Projeto propõe reduzir custos de moradias populares e ampliar eficiência do Minha Casa, Minha Vida
- há 20 horas
- 2 min de leitura
O deputado federal Daniel Almeida, autor do projeto, defende o direito à cidade e à moradia para as famílias brasileiras.

A questão da habitação e da moradia sempre esteve presente como um tema relevante e abrangente para a população brasileira. Atualmente, o Brasil tem cerca de 5,9 a 6,2 milhões de famílias sem acesso a uma moradia adequada. Com o objetivo de aumentar a eficiência na aplicação dos recursos destinados à habitação popular no país, o deputado federal Daniel Almeida apresentou o Projeto de Lei 1.441/26, que propõe mudanças na Lei 14.620/23.
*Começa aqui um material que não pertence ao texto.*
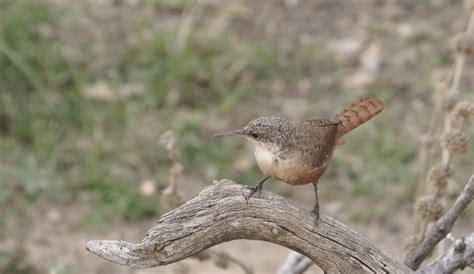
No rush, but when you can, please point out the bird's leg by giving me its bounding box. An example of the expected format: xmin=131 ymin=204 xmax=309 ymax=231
xmin=312 ymin=183 xmax=319 ymax=224
xmin=245 ymin=175 xmax=271 ymax=203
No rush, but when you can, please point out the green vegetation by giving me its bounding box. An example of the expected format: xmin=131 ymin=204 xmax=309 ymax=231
xmin=0 ymin=1 xmax=337 ymax=227
xmin=0 ymin=1 xmax=434 ymax=229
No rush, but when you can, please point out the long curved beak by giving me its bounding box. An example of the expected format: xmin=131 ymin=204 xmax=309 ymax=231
xmin=212 ymin=129 xmax=242 ymax=138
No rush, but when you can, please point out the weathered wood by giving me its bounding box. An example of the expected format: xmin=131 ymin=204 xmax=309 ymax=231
xmin=277 ymin=251 xmax=314 ymax=274
xmin=405 ymin=174 xmax=474 ymax=270
xmin=87 ymin=180 xmax=412 ymax=273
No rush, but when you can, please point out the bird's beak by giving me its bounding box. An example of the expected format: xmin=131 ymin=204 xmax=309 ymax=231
xmin=212 ymin=129 xmax=242 ymax=138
A proposta estabelece que estados, municípios e o Distrito Federal, para participarem do programa, deverão conceder previamente isenção de foro e laudêmio (taxa paga quando o imóvel é vendido ou transferido) sobre imóveis vinculados a empreendimentos financiados com recursos federais, especialmente aqueles oriundos do Fundo de Arrendamento Residencial (FAR) e do Fundo de Desenvolvimento Social (FDS).
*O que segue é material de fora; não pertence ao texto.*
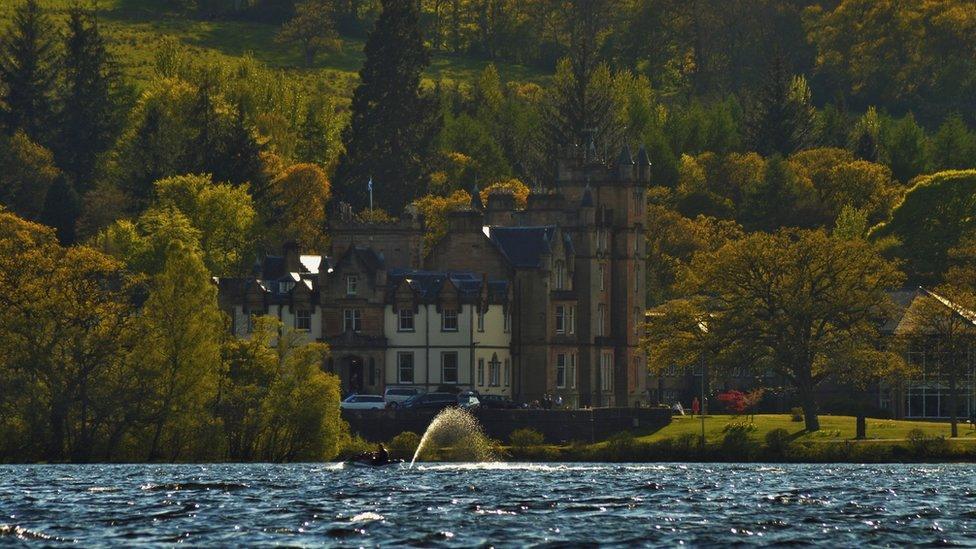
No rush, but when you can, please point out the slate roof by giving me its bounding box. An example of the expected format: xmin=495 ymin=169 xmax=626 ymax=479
xmin=336 ymin=246 xmax=385 ymax=274
xmin=488 ymin=225 xmax=556 ymax=268
xmin=387 ymin=269 xmax=508 ymax=302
Segundo o parlamentar baiano, a medida busca corrigir uma distorção recorrente na execução de projetos habitacionais. Isso porque os entes públicos que cedem terrenos para a construção de moradias populares continuam cobrando essas receitas patrimoniais, o que, na prática, resulta em um fluxo circular de recursos públicos, elevando os custos das obras sem gerar benefícios diretos à população.
Almeida aponta que essa dinâmica representa o chamado “peso morto” econômico, ao consumir recursos que poderiam ser destinados à construção de mais unidades habitacionais. A expectativa é que a eliminação desses custos aumente significativamente o número de moradias entregues com o mesmo volume de investimento público.
“O texto também ressalta que a adesão às novas regras não fere a autonomia dos entes federativos, uma vez que a participação no programa é voluntária. Estados e municípios que optarem por integrar o Minha Casa, Minha Vida deverão assumir, por meio de legislação própria, o compromisso com as isenções, em um modelo de cooperação federativa”, explicou o autor do PL.
Além disso, o projeto estabelece que não há impacto direto nas contas da União, já que eventuais renúncias de receita ocorrerão no âmbito local e deverão obedecer às exigências da Lei de Responsabilidade Fiscal. Outro ponto destacado é o efeito positivo da construção civil nas economias locais. O aumento dos investimentos em habitação tende a ampliar a arrecadação de tributos como o ISS, compensando, em parte, a isenção das receitas patrimoniais.
“O fortalecimento do Minha Casa, Minha Vida é fundamental para enfrentar o déficit habitacional e garantir moradia digna à população de baixa renda. Trata-se de uma medida que racionaliza o uso dos recursos públicos e amplia o alcance social do programa”, defende Daniel.